Cha Chaan Teng on Kingsway is, it will probably be no surprise to discover, none of those things. The expensively-refurbished basement dining room is your standard central London refit, a number of leather booths flanking a, shall we say, optimistic number of tables and chairs in the center (and, bizarrely, a single lonely table for two plonked in the entrance hall upstairs). Their attempt at "informality" appears to have been to instruct staff to sit down at customers' tables to take their order (good lord), a move even famously best-friend-and-waiter TGI Friday's would consider a tad intrusive. And as for value...
Here's a plate of (on the left) sweet & sour chicken bao, fine if a little one-dimensional, and (on the right) a spam burger whose roll was rather less "crusty" than "inpenetrably chewy". Both, you'll notice, were stuffed with a large amount of dry pea shoots, which had the simultaneous effect of making them far more boring and difficult to eat had they just left the pea shoots out entirely.
"Layered lemongrass chicken skewers with almond & cashew dipping sauce" rather oversold the reality of a couple of innoffensive bits of chicken covered in the kind of satay sauce you'll recognise if you've ever bought one of those microwave ready meals from Tesco. "That sauce is brilliant," a member of staff offered as she passed the table, pointing at the little tin pot in front of me. I'm glad someone was impressed by it.

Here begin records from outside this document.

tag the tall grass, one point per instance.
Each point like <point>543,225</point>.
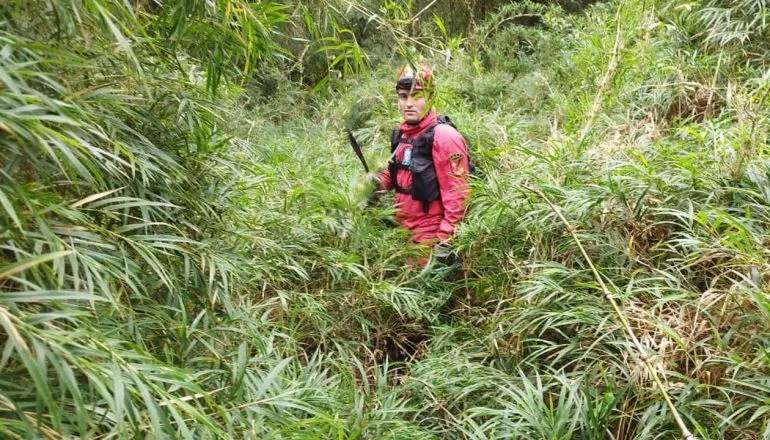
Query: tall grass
<point>187,249</point>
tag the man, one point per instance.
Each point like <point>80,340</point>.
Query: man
<point>429,165</point>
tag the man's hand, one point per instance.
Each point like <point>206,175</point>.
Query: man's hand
<point>373,179</point>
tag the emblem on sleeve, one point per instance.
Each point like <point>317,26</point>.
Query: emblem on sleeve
<point>456,164</point>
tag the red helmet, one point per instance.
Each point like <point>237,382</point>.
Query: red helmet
<point>422,79</point>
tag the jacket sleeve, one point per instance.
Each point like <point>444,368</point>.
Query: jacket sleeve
<point>450,157</point>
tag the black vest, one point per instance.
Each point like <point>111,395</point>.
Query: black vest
<point>424,183</point>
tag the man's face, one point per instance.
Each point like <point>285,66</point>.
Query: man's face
<point>413,105</point>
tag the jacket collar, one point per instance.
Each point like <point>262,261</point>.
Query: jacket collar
<point>413,130</point>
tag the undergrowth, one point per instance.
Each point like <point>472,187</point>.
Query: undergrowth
<point>188,250</point>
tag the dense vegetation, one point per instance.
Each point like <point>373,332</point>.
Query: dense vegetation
<point>186,249</point>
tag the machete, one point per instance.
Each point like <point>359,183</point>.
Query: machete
<point>357,150</point>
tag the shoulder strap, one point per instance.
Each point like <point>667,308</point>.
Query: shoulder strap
<point>394,139</point>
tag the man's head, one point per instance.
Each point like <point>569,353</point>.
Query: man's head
<point>415,89</point>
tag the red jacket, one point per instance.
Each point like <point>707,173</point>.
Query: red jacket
<point>450,158</point>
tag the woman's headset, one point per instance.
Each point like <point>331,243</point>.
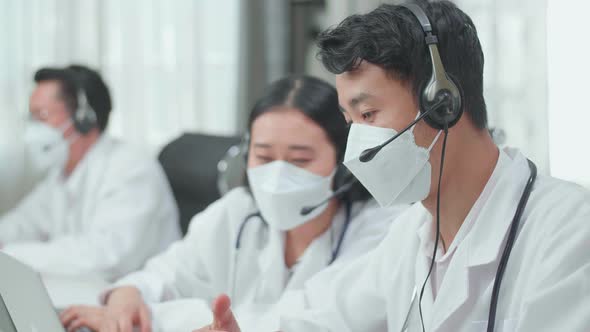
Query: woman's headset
<point>440,91</point>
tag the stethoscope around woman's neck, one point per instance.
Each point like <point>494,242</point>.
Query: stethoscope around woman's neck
<point>304,211</point>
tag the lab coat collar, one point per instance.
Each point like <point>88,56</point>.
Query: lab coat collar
<point>91,156</point>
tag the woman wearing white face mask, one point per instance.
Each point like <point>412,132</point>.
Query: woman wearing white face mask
<point>255,244</point>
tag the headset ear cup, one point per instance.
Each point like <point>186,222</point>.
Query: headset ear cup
<point>84,120</point>
<point>450,112</point>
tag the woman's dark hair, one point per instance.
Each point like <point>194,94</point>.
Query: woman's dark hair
<point>318,100</point>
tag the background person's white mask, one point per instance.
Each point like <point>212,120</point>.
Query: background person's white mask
<point>46,146</point>
<point>281,190</point>
<point>399,173</point>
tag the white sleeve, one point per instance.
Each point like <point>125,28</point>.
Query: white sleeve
<point>131,211</point>
<point>25,222</point>
<point>188,268</point>
<point>558,299</point>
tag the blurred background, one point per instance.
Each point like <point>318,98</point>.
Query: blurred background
<point>178,66</point>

The buns and chicken had been about £5 a piece, overpriced perhaps but not incredibly so. But sweet & sour pork shoulder was £12.50, and this is where CCT really started to lose me. If it had been a nice plate of sweet & sour pork then £12.50 would have still been far too much but I could have at least enjoyed it on some level. But the addition of a huge amount of crackling, perhaps in an effort to add texture, I'm not sure, just meant the dish was overwhelmingly greasy. Perhaps a crumbling of crackling on top would have had the desired effect without turning the stomach, but I suppose I'll never know.
Finally, "Popcorn chilli beef" was an ironic takeaway cardboard box of crumbled beef and green chilli, and was probably the least weird and therefore most enjoyable thing I'd eaten. But by this point, it was too little, too late.
In that tragic foodie way, I still allow myself to get quite excited when anywhere that looks like it may be doing something a bit different hits the streets of the city. We have to encourage the risk-takers and the trend-setters because it is these people who have made London the place it is today, people like Russell Norman of Polpo or the Sethi family who revolutionised Sri Lankan food at Hoppers or Taiwanese at Bao. I wish Cha Chaan Teng had been better so I could have heralded the Next Big Thing and discovered a new obsession with Western/Chinese comfort food. As it is, like the fickle thing I am, I'll instead completely forget about the place until one day in the near future when I notice its windows whitewashed and interior darkened, ready to transform once again.
Not much chance of Cha Chaan Teng being in the next version of the app, but there's plenty else round these parts.